An instance of concurrent programming in Python

  • 2020-04-02 13:47:34
  • OfStack

A list,

We call a running program a process. Each process has its own system state, which contains the memory state, a list of open files, a program pointer to track instruction execution, and a call stack to hold local variables. Typically, a process executes in the order of a single sequence control flow, which is called the main thread of the process. At any given moment, a program does only one thing.

A program can create a new process (such as os.fork() or subprocess.popen ()) from an OS or subprocess module in a Python library function. However, these processes, called child processes, operate independently, with separate system states and main threads. Because processes are independent of each other, they execute concurrently with the original process. This means that the original process can perform other work after the child process is created.

Although processes are independent of each other, they can communicate with each other through a mechanism called interprocess communication (IPC). A typical pattern is based on messaging, which can be understood simply as a pure byte buffer, and the send() or recv() operation primitive can transmit or receive messages over I/O channels such as pipes or network sockets. There are also some IPC patterns that can be done using a memory-mapped mechanism (such as the mmap module), where a process can create Shared areas in memory, and changes to these areas are visible to all processes.

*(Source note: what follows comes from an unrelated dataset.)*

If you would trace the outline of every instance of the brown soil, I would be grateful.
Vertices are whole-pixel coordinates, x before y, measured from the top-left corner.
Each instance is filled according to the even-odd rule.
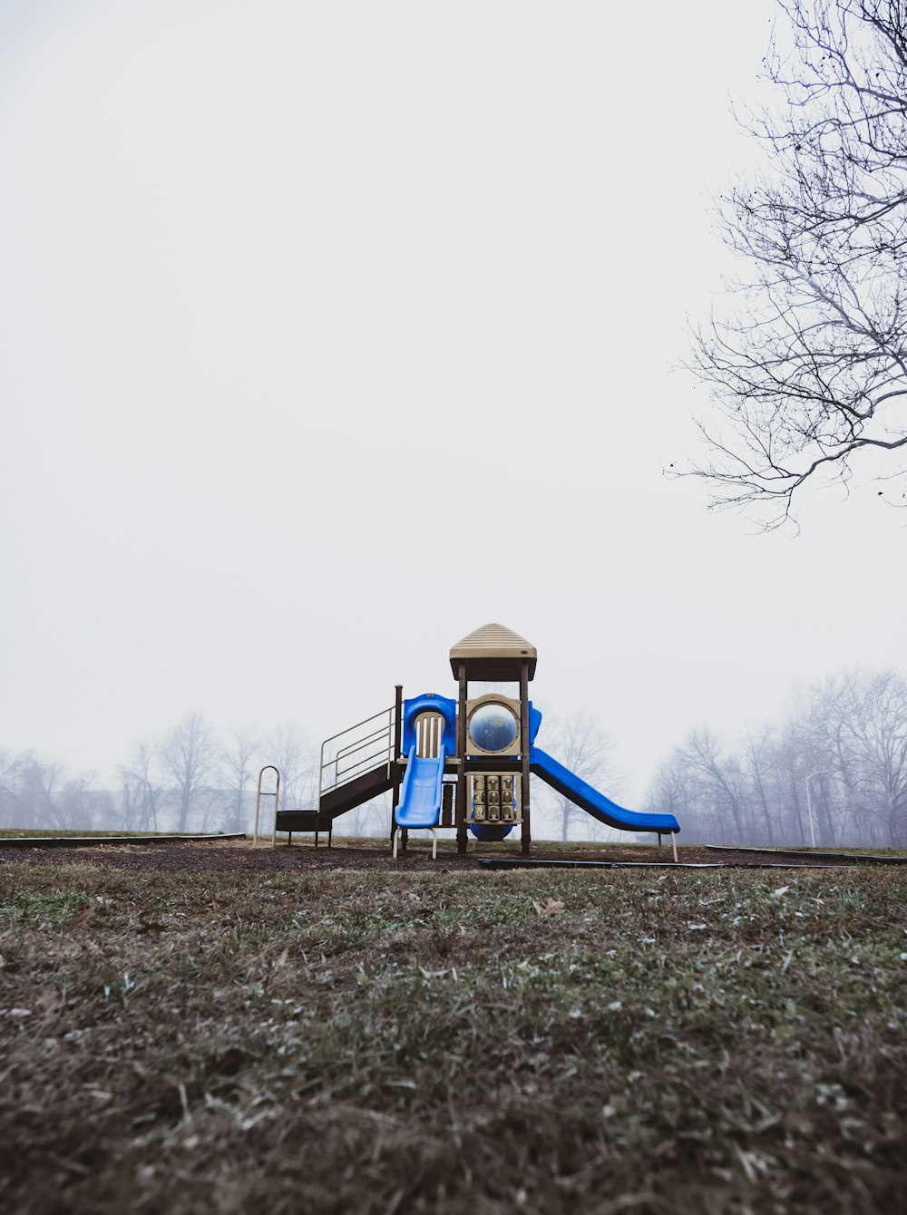
[[[547,846],[546,846],[547,844]],[[751,852],[711,852],[702,844],[687,844],[677,848],[678,860],[686,864],[733,865],[753,869],[766,866],[827,865],[821,853],[813,857],[785,858],[771,853]],[[391,857],[390,846],[382,840],[344,841],[327,847],[321,843],[316,848],[310,838],[294,842],[292,846],[259,842],[252,847],[250,840],[220,841],[205,843],[154,843],[154,844],[95,844],[86,848],[4,848],[0,843],[0,864],[18,861],[19,864],[73,864],[89,861],[109,865],[112,869],[129,870],[193,870],[202,872],[272,872],[283,870],[332,870],[332,869],[387,869],[387,870],[427,870],[440,872],[451,870],[471,870],[479,868],[480,858],[518,859],[522,855],[513,846],[506,849],[477,847],[469,844],[466,855],[458,855],[454,841],[439,844],[438,859],[432,860],[430,846],[424,840],[411,843],[406,853]],[[650,844],[603,846],[595,848],[582,846],[570,848],[564,844],[542,842],[533,847],[533,860],[608,860],[643,861],[649,864],[672,864],[670,847],[655,848]],[[860,864],[860,861],[856,861]]]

Multiple processes can be used in scenarios where multiple tasks need to be performed simultaneously, with different processes responsible for different parts of the task. However, another way to subdivide work into tasks is to use threads. Like a process, a thread has its own control flow and execution stack, but it runs within the process that created it, sharing all of its parent's data and system resources. Threads are useful when applications need to complete concurrent tasks, but the underlying problem is that tasks must share a large amount of system state.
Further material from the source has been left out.